Friday, February 12, 2010

Don't Engage

I am participating in a Love and Logic class through my Parents as Teachers group. I had heard a lot of good things about this 'theory' from teacher friends and thought it was time to put a bit more thought into our discipline strategy.

True, our Girl is a little young at 14 months to benefit from all of this, but better to start early. I think.

My take away from last night:

1. 'Go Brain Dead', i.e. 'Don't Engage'
When your child is nagging or throwing a fit, you need to go brain dead so you don't go crazy. Respond in a calm, soothing, repetitive voice. "I know .... I know .... I know .... I know". The idea is that pretty soon they'll just tire of you not giving in to their wishes, and in the future, will know they can't get a rise out of you.

2. 'Empathy, then Consequence'
A lot of Love+Logic is based on empathetic, loving responses to your children, along with making your child take responsibility for misbehavior. When your child misbehaves, you must respond with empathy and true sincerity. "Oh! How sad ...." or "What a bummer!" Your child needs to know that you care about them and recognize that they are upset. Then, the consequence. "Oh! How sad!

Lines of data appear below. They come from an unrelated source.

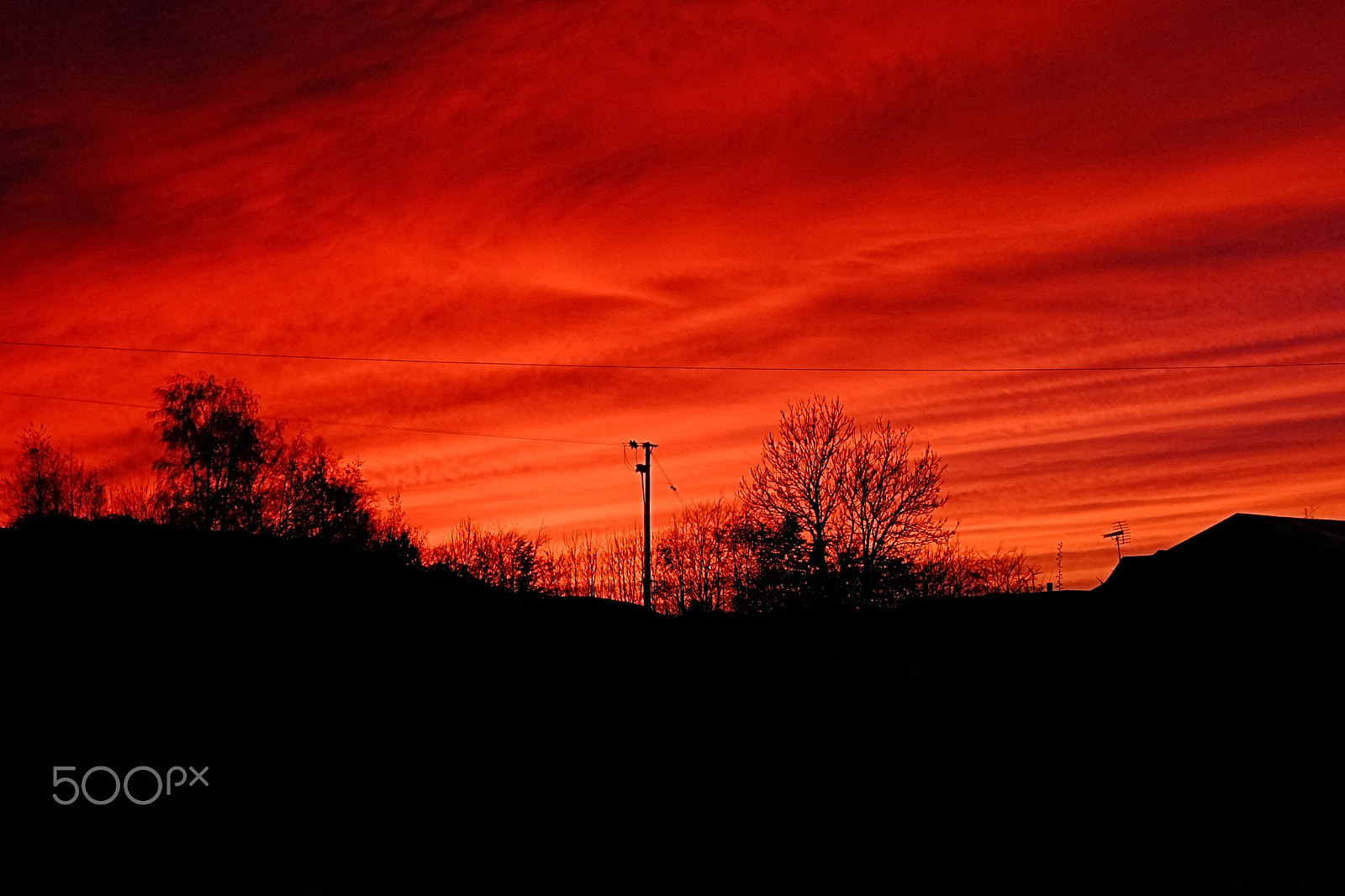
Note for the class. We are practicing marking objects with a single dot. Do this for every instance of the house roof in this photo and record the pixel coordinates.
(1243, 553)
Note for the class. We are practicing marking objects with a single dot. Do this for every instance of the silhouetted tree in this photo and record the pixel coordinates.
(394, 539)
(862, 501)
(802, 475)
(215, 451)
(889, 505)
(47, 482)
(777, 573)
(313, 494)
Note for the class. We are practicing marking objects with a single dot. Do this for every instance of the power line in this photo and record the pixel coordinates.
(674, 367)
(335, 423)
(676, 493)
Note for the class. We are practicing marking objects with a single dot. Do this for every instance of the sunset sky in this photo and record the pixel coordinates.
(932, 186)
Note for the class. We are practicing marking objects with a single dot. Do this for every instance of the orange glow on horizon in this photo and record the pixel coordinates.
(1042, 185)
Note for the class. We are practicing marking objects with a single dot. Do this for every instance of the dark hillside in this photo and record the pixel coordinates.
(350, 707)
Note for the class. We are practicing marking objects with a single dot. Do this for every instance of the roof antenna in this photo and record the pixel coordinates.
(1121, 535)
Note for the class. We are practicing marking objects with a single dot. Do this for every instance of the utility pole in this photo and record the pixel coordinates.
(649, 544)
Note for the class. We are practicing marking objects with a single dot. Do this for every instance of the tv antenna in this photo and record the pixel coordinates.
(1121, 535)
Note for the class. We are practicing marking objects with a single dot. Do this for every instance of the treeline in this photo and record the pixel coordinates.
(710, 557)
(833, 515)
(224, 468)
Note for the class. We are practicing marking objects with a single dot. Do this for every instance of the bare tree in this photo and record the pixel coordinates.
(802, 472)
(47, 482)
(215, 451)
(694, 559)
(889, 501)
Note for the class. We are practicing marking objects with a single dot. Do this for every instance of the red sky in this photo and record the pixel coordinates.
(799, 185)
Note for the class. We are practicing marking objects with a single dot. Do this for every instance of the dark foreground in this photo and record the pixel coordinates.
(367, 724)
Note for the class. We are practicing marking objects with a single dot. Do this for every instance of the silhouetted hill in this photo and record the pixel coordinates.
(351, 708)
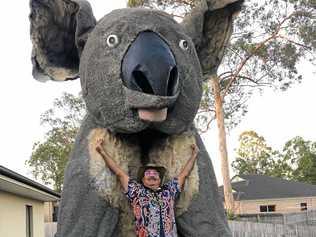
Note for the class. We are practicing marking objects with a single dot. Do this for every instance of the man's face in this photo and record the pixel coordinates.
(151, 179)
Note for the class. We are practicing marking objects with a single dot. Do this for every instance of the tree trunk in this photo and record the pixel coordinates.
(228, 194)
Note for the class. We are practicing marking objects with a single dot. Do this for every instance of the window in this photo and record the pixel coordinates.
(267, 208)
(29, 221)
(303, 206)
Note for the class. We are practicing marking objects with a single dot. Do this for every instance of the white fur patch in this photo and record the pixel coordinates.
(172, 155)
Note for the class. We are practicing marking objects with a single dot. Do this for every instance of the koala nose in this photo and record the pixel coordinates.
(149, 66)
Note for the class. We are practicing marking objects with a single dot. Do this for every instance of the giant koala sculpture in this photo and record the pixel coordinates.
(141, 74)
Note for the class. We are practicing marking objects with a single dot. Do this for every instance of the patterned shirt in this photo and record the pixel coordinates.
(151, 208)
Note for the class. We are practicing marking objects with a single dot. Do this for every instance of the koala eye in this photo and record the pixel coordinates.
(183, 44)
(112, 41)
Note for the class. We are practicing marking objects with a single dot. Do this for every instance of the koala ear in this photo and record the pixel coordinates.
(210, 26)
(59, 31)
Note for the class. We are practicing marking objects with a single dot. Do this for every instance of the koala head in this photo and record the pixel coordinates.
(138, 68)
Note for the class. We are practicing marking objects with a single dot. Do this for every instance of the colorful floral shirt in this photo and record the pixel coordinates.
(151, 208)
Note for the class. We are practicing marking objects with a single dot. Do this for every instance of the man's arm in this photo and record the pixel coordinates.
(188, 166)
(123, 177)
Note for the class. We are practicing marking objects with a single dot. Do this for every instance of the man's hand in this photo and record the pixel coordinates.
(195, 150)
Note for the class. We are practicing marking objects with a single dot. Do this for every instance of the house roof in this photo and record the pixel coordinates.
(15, 183)
(252, 187)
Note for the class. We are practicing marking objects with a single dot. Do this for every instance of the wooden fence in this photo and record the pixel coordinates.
(252, 229)
(50, 229)
(244, 229)
(297, 218)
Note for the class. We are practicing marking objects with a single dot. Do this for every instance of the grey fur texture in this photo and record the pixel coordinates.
(67, 43)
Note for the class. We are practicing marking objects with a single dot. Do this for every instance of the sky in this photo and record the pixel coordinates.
(278, 116)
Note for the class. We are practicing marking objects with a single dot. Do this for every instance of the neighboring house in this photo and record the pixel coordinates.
(255, 194)
(22, 211)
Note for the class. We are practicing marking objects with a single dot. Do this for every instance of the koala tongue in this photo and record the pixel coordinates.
(153, 115)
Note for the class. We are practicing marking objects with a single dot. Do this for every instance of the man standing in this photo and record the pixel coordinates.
(152, 202)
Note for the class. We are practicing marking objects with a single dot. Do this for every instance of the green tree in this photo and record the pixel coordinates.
(301, 154)
(255, 156)
(49, 157)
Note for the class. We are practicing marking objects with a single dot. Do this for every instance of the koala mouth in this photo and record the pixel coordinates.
(150, 108)
(150, 77)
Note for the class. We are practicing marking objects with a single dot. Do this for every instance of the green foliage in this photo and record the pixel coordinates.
(302, 154)
(49, 157)
(254, 156)
(296, 161)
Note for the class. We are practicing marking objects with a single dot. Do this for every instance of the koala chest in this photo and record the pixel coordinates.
(172, 154)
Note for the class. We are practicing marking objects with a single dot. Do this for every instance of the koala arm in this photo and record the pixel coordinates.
(188, 166)
(116, 169)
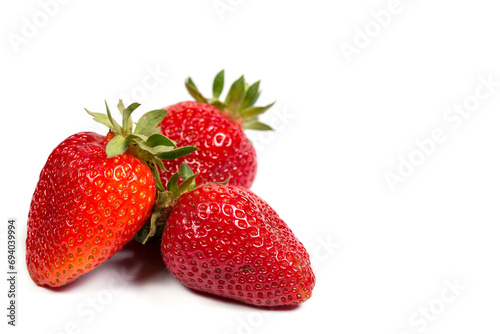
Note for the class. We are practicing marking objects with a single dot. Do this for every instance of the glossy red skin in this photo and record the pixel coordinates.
(224, 150)
(226, 241)
(84, 209)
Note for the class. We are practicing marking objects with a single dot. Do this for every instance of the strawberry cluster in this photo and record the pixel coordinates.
(96, 193)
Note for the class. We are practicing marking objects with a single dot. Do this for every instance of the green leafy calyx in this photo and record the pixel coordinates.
(148, 145)
(239, 103)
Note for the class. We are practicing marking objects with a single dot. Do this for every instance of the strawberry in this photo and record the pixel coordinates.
(94, 193)
(216, 128)
(225, 240)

You dropped your cup on the floor so now you can't have anymore milk." You are the good guy and the consequence is the bad guy.

I like the sound of it.

My homework is to start putting these things in to practice. We don't really have tantrums at our house, but the whining is increasing. The most maddening thing to me, right now, is the repeated flinging of the sippy cup with secondary spilling of milk. I've responded in a calm way, in an angry way, in no way ... none of it seems to work.

Today we started the "Oh! How sad!" approach. I'm sure she doesn't get it yet, but hopefully will begin to understand with repetition on our part. And, it makes me feel better to have an approach.

As our instructor said, you can't always control your 2 or 3 year old. You CAN control your response to them.

Good advice.

2 comments:

Andrea said...

I like the approach. Our babysitter has been coaching us on pretty much the same idea. Nathan throws a fit if he misses a basketball shot and we used to respond, "try again." Now that we have added, "what a bummer" or "that's frustrating" it seems to cut some time and gusto out of the tantrum. Best of luck. Let me know how it works.

Bets said...

You should hear the kindergarten teachers at my building, "That is such a sad story. I'm so sad that you chose to run down the hall ... now you will walk holding my hand."

I've started with the "What a sad story ..." bit. Only mine tends to end with, "... you tore all your papers up. It's a good thing I have a copy machine to make you brand new copies." OR "... you chose to steal markers from the art room. You will no longer get to use those materials."